Compare to imperative parsing:

// Imperative
int parseInteger(String input, int[] position) {
    int start = position[0];
    while (position[0] < input.length() &&
           Character.isDigit(input.charAt(position[0]))) {
        position[0]++;
    }
    return Integer.parseInt(input.substring(start, position[0]));
}
-- Functional
integer :: Parser Int
integer = read <$> some digit

The functional version is shorter, clearer, and composable.

The Applicative Parsing Intuition

Here’s a mental model that helps: Applicative parsing is like filling in a template.

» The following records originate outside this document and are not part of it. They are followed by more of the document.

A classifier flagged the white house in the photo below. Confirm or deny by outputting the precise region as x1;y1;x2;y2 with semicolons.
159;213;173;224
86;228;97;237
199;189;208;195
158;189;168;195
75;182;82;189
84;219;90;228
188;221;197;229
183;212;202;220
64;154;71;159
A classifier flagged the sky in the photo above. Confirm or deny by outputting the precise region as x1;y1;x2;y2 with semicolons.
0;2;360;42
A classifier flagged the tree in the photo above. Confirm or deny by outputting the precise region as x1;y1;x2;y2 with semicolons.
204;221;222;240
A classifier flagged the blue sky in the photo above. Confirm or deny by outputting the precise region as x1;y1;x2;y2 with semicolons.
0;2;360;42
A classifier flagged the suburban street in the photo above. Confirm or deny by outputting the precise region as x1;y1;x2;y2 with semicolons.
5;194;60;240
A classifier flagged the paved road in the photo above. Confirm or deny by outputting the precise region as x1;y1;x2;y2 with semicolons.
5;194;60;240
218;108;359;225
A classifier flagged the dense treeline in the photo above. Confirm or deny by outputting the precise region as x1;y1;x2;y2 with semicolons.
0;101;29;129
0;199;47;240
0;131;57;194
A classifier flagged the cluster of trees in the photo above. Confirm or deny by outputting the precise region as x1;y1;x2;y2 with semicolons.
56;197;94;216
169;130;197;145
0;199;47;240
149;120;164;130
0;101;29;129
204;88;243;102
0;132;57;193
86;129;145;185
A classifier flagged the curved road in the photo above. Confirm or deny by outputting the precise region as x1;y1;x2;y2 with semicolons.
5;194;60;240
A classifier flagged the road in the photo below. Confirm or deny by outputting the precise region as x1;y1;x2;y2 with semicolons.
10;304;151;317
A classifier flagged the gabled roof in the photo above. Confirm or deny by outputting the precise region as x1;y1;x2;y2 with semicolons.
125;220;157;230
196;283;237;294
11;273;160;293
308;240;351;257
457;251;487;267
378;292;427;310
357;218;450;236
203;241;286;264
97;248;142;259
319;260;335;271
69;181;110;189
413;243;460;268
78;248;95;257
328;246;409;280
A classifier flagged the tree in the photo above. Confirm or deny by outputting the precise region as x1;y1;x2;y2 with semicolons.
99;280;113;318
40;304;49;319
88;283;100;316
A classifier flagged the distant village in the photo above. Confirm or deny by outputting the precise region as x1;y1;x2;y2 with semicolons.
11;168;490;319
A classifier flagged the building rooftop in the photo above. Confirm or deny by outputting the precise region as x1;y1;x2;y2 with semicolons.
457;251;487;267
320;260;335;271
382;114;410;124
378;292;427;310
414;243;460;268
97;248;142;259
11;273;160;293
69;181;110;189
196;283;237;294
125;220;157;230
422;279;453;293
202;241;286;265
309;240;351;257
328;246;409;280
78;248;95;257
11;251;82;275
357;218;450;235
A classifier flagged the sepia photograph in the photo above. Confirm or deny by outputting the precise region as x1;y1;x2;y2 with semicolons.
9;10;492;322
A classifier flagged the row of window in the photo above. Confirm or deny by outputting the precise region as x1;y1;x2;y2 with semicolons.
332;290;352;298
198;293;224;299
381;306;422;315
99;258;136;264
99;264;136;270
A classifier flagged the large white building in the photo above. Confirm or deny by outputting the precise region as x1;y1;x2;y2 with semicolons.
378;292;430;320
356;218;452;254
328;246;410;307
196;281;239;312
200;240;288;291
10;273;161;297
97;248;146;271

data Person = Person String Int String  -- Name, Age, City

person :: Parser Person
person = Person
    <$> name       -- Fill in slot 1
    <*> age        -- Fill in slot 2
    <*> city       -- Fill in slot 3

Reading left to right:

  1. Start with constructor Person :: String -> Int -> String -> Person
  2. Apply <$> to get Parser (Int -> String -> Person)
  3. Apply <*> to get Parser (String -> Person)
  4. Apply <*> to get Parser Person

Each <*> “uses up” one argument to the constructor.

Common Combinator Patterns

Separated lists:

sepBy :: Parser a -> Parser sep -> Parser [a]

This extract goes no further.